İşin garip kısmı, onu Ceren’le beraber sanıyordum ama dün oldukça uygunsuz bir pozisyonda basmıştım. Etrafındaki tüm kızlar sarışındı. Sanırım tek kumral bendim. Ve tek yüzü gülmeyen. Onların arasında oldukça farklı kalıyordum. Aslında bu sıradan halimle, her ortamda her zaman daha farklı olurdum.

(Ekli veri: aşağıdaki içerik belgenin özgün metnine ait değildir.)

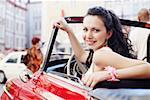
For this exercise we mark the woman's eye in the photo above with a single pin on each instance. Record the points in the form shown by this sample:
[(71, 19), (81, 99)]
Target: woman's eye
[(85, 29), (96, 30)]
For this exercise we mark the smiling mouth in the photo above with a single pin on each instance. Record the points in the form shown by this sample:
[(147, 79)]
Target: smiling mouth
[(90, 42)]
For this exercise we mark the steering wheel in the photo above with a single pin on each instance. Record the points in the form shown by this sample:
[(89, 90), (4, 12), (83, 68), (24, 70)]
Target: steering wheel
[(75, 67)]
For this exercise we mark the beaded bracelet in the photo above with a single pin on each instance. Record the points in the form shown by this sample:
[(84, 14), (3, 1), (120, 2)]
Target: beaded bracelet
[(112, 72)]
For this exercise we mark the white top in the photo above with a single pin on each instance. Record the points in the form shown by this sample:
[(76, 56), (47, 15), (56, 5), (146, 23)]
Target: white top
[(139, 38)]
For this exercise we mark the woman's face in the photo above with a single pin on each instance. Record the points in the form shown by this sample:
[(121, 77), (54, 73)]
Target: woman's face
[(95, 33)]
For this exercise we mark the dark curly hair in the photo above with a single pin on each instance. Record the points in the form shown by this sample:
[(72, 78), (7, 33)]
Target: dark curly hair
[(118, 42)]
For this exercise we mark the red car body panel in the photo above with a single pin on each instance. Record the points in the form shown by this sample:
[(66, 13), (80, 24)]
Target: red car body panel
[(46, 87)]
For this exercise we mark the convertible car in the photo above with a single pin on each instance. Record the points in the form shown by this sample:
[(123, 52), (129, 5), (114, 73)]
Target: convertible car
[(59, 77)]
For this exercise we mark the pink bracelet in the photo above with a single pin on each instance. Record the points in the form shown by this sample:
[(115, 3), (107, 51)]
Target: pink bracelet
[(112, 72)]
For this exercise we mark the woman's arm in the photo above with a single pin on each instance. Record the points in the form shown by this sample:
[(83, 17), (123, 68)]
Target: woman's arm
[(78, 50), (134, 72)]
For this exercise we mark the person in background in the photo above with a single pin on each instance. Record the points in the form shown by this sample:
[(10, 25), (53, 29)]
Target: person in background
[(111, 58), (34, 57), (139, 36)]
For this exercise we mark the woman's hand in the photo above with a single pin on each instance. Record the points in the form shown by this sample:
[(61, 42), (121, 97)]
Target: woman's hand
[(62, 24), (92, 79)]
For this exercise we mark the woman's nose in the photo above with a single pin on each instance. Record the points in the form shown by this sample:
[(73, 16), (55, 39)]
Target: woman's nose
[(89, 34)]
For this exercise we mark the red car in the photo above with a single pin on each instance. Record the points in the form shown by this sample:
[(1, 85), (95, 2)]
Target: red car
[(59, 78)]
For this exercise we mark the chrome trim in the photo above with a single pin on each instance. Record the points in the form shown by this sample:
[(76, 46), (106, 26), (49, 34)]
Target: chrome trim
[(4, 87)]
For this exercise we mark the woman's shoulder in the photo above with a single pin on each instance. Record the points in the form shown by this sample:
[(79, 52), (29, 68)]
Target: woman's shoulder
[(104, 49)]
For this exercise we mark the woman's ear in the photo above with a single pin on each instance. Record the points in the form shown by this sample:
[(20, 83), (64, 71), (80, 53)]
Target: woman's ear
[(109, 34)]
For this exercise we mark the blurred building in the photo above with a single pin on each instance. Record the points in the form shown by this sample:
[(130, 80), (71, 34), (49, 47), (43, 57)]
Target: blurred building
[(33, 21), (2, 24), (52, 10), (13, 29)]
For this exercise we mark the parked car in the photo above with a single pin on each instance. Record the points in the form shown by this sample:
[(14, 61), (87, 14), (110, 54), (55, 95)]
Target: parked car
[(11, 66), (59, 79)]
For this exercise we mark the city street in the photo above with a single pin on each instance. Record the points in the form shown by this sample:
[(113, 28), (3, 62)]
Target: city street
[(1, 89)]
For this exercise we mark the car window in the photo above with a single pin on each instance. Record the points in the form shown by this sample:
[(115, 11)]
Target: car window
[(12, 59)]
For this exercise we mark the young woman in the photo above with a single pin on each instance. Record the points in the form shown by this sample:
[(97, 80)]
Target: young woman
[(111, 59), (34, 57)]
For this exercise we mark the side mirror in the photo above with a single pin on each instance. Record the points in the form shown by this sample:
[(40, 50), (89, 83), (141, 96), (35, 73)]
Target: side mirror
[(26, 75)]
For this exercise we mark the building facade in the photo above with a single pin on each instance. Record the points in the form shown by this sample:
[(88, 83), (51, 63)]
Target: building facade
[(2, 24), (33, 24)]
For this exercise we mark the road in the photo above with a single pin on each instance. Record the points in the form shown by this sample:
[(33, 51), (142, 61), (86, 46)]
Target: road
[(1, 89)]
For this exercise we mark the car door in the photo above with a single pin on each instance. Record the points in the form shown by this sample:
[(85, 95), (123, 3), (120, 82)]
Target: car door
[(12, 66)]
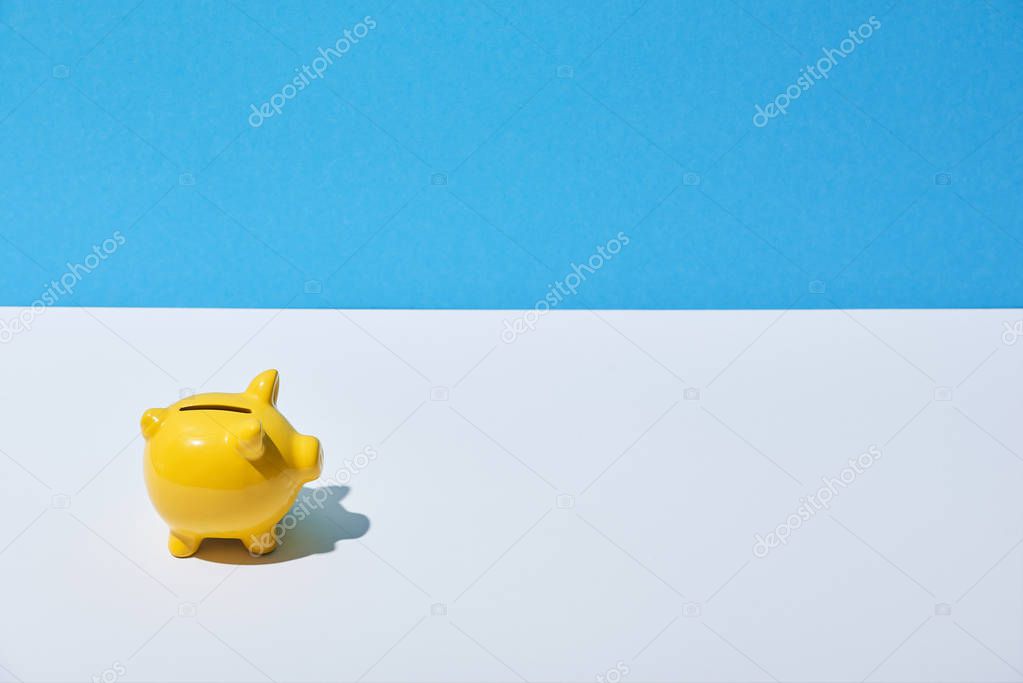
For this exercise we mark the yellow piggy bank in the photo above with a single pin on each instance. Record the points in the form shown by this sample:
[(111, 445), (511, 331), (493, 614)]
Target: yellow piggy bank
[(226, 465)]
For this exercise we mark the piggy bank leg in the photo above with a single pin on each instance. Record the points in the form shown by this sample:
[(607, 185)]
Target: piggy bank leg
[(182, 544), (260, 543)]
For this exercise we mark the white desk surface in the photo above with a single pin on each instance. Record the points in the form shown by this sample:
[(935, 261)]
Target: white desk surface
[(567, 513)]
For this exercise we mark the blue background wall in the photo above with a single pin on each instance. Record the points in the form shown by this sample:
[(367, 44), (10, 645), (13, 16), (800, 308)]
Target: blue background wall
[(463, 154)]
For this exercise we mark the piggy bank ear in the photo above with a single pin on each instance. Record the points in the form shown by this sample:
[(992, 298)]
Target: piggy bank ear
[(264, 386), (249, 439), (151, 420), (308, 456)]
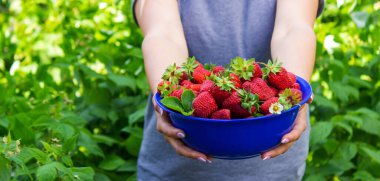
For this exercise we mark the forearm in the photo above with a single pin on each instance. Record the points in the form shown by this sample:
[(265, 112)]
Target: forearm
[(296, 49), (159, 52)]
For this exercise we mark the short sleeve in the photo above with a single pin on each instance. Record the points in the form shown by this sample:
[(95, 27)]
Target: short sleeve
[(134, 13), (321, 6)]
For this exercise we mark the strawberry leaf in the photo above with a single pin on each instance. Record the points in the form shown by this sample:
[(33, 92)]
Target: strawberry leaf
[(173, 103), (187, 99)]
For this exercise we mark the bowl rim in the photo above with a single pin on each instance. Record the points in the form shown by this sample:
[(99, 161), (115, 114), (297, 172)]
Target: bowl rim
[(300, 80)]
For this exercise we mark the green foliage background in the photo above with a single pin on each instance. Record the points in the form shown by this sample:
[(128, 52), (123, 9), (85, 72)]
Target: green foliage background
[(73, 91)]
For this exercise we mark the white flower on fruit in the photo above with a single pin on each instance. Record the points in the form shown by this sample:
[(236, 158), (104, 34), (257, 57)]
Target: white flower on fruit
[(276, 108)]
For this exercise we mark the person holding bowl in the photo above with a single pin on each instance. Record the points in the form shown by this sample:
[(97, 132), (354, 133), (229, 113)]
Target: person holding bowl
[(217, 31)]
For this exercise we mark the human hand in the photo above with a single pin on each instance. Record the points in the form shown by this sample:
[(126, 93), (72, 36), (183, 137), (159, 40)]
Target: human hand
[(289, 139), (173, 136)]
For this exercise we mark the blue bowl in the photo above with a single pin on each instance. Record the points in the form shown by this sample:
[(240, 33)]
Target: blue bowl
[(237, 138)]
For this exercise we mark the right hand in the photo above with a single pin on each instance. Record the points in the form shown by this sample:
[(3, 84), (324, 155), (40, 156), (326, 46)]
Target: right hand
[(173, 136)]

Altı ay öncesine kadar Marilyn gibi öpücükler dağıtıp dikkat çekerken, şimdi sessizliğime dikkat çekiyordum. Daha doğrusu, çekemiyordum. Çünkü aniden insanların istemediği asabi ve yalnız kız olmuştum. Bu zamana kadar yalnızlıktan hep korkmuştum ama aslında yalnızlık her kesin eline geçmiyordu. Yalnızlık güzeldi. Delirtmediği zamanlarda.

 

Beni şaşırtan kısım ise, babamla bir zamanlar arkadaş olduklarıydı. Kaç yaşındaydı bu herif? On sekizinde olmadığı kesindi. Gerçi babamın arkadaşları ya ondan yaşlı ya da ondan gençti. Kendi yaşıtlarında olan insanlarla geçinemiyordu.

 

Şimdi ise, kafamda daha fazla soru işaretleri oluşmuştu. Babam gerçekten babasını, Levent Keskinkılıç’ı öldürmüş müydü? Öldürdüğünü sanmıyordum. Babam bu zamana kadar ne Levent Keskinkılıç’lar öldürmüş, ölümüne sebebiyet vermişti, şimdi mi korkup kaçacaktı? Eğer öldürmediyse o zaman neden kaçmıştı? Babamı ne korkutmuştu?

 

Aslında ben kaçtığına inanmak istiyordum. Ya öldüyse? Ama ilk gittiğinde kaçırılmadığını biliyordum. Bunu sonradan anlasam da, ölmediğini bir şekilde biliyordum. Ve posta kutuma bırakılan resimden ve adresten anlaşılıyordu. Sahte olma olasılığı yüksek de olsa, yaşıyordu işte. O fotoğraf yeni çekilmişti. Bunu geçirdiği değişimden anlamıştım. Hala aynı, sarışın ve fit Anıl Hancızade’ydi ama bunu gören herkes anlardı. O çökmüştü. Mahvolmuştu. Benim gibi. Hepimiz mahvolmuştuk. Bizi mahveden şey neydi?

 

Belki de o fotoğraf çekildikten sonra ölmüştü?

 

Ne fark ederdi ki, ölü ya da diri, ailemi istiyordum. Bizi bu hale getiren şeyi bilmek istiyordum.

 

Duştan çıktım. Evdeki tüm perdeleri izlenme olasılığına karşı çekmiştim. Ev dışarıdaki güneşe rağmen karanlıktı. Karanlık beni her zaman korkuturdu. Karanlık ve yalnızlık. En korktuğum şeyler bir bir başıma geliyordu. En sevdiğim şeyi kaybetmiştim ben. Ailemi. Hemde ne için olduğunu bile bilmiyordum. Bir kaza da ölseler, bunu yedirebilirdim. Ama bunca cevapsız soru varken ve yaşayıp yaşamadıkları muallâktayken, bunu ne kendime ne de soyadımıza kondurabiliyordum.